It takes 37.16 mL of 0.510 M HCL to neutralize 25.00 mL of NaOh. What is the concentration of the NaOH?
there are .03716*0.510 = 0.01895 moles of HCl
Each mole of HCl neutralizes 1 mole of NaOH
So, there were .01895 moles of NaOH in 0.025L of solution. Thus, the solution was
0.01895mol/0.025L = 0.758M
To find the concentration of NaOH, we can use the concept of stoichiometry. In a neutralization reaction between an acid (HCl) and a base (NaOH), the mole ratio between them is 1:1.

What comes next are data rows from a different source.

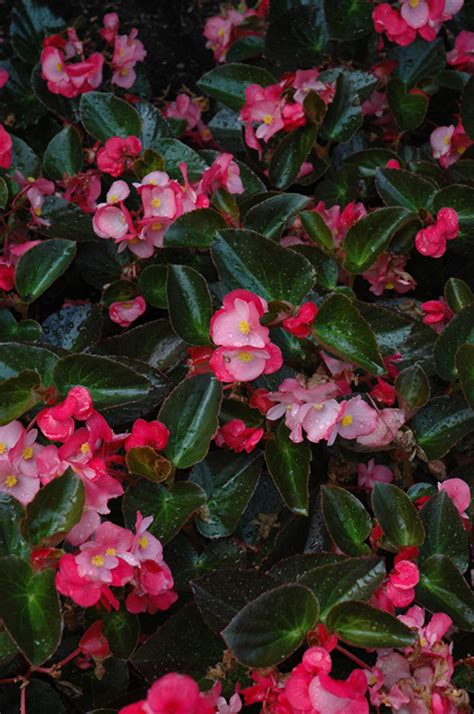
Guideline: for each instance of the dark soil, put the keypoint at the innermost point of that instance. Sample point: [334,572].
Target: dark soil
[171,31]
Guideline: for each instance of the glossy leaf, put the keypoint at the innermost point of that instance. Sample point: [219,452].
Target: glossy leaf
[229,481]
[441,423]
[190,413]
[346,519]
[397,516]
[442,588]
[41,266]
[445,534]
[289,466]
[361,625]
[170,508]
[104,115]
[247,260]
[29,608]
[190,306]
[371,235]
[341,329]
[266,631]
[57,507]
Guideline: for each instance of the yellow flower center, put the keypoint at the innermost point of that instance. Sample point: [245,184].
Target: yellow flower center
[244,327]
[245,356]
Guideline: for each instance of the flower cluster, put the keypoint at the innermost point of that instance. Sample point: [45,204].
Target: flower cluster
[116,557]
[244,350]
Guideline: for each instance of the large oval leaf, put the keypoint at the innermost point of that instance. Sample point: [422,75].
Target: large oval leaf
[190,413]
[273,626]
[40,266]
[29,608]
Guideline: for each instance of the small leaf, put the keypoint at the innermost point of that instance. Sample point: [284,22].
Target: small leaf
[397,516]
[169,508]
[104,115]
[288,464]
[229,481]
[18,395]
[29,608]
[145,461]
[370,236]
[228,83]
[41,265]
[445,534]
[270,628]
[63,155]
[190,306]
[194,230]
[57,507]
[442,588]
[346,519]
[341,329]
[361,625]
[190,413]
[441,423]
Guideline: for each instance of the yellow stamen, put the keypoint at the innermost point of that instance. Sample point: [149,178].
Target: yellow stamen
[245,357]
[244,327]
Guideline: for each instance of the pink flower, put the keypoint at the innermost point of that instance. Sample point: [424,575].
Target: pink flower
[237,323]
[117,154]
[245,364]
[436,313]
[462,56]
[459,492]
[449,143]
[300,324]
[238,437]
[153,433]
[373,473]
[223,172]
[431,241]
[6,144]
[126,312]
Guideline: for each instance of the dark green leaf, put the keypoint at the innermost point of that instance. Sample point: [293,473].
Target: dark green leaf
[270,628]
[361,625]
[445,534]
[29,608]
[39,267]
[190,413]
[57,507]
[288,464]
[104,115]
[247,260]
[370,236]
[346,519]
[228,83]
[340,328]
[397,516]
[442,588]
[229,481]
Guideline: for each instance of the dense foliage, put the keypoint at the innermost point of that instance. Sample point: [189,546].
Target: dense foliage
[237,364]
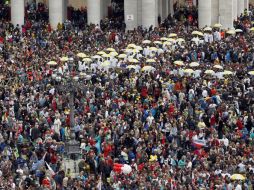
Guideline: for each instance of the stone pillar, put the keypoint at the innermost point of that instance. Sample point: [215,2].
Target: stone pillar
[139,14]
[94,11]
[235,4]
[106,4]
[204,13]
[246,4]
[149,13]
[17,12]
[160,8]
[194,3]
[131,14]
[164,9]
[171,7]
[57,12]
[215,12]
[226,13]
[240,7]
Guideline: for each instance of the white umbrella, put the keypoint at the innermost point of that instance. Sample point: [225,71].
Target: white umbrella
[208,29]
[194,64]
[218,66]
[146,42]
[148,68]
[238,30]
[52,63]
[209,72]
[96,57]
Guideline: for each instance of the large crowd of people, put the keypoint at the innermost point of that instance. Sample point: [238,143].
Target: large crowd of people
[158,108]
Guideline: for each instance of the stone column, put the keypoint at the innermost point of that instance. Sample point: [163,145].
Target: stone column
[164,9]
[240,7]
[17,12]
[149,13]
[171,7]
[160,8]
[194,3]
[139,15]
[57,12]
[226,13]
[235,4]
[94,11]
[204,13]
[106,4]
[131,14]
[214,12]
[246,4]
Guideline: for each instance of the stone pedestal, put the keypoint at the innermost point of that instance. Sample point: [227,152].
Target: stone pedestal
[57,12]
[235,4]
[246,4]
[17,12]
[240,7]
[171,7]
[131,14]
[164,9]
[105,4]
[226,10]
[94,11]
[149,13]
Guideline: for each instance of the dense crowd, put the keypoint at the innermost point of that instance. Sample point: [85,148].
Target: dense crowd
[178,111]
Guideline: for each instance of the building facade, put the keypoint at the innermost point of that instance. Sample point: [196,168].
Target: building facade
[138,12]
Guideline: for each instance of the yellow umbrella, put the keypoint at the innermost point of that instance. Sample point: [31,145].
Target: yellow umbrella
[148,68]
[217,25]
[150,61]
[180,63]
[122,56]
[64,59]
[218,66]
[195,32]
[164,39]
[231,32]
[131,67]
[180,40]
[113,53]
[105,64]
[194,64]
[87,60]
[81,55]
[146,42]
[106,55]
[157,42]
[133,61]
[189,71]
[128,50]
[209,72]
[110,49]
[226,72]
[101,53]
[208,29]
[172,35]
[251,72]
[237,177]
[167,43]
[135,51]
[131,46]
[153,48]
[238,30]
[52,63]
[96,57]
[171,40]
[139,48]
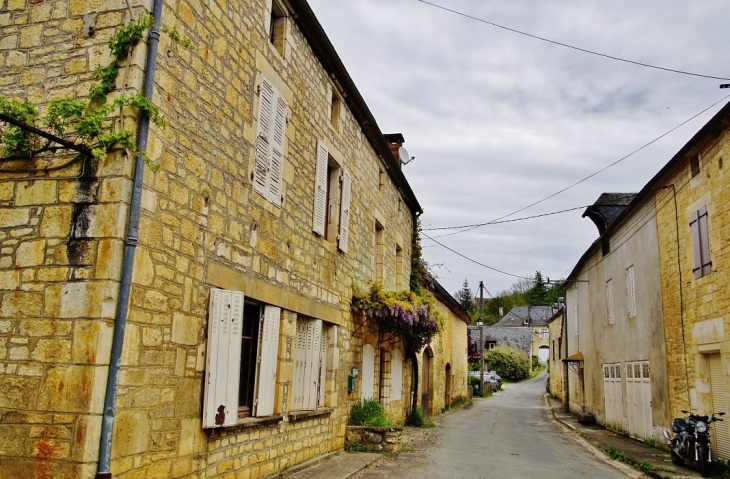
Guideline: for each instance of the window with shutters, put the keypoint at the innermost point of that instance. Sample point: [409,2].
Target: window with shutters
[241,359]
[609,301]
[630,292]
[311,352]
[270,139]
[700,243]
[332,192]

First, let's calculate the moles of HCl using the given volume and concentration.
Moles of HCl = Volume of HCl × Concentration of HCl
= 37.16 mL × 0.510 M
= 18.9456 mmol (millimoles)
Since the mole ratio between HCl and NaOH is 1:1, we know that the number of millimoles of NaOH is also 18.9456 mmol.
Now, we can find the concentration of NaOH by dividing the moles of NaOH by the volume of NaOH.
Concentration of NaOH = Moles of NaOH / Volume of NaOH
= 18.9456 mmol / 25.00 mL
= 0.7578 M
Therefore, the concentration of NaOH is 0.7578 M.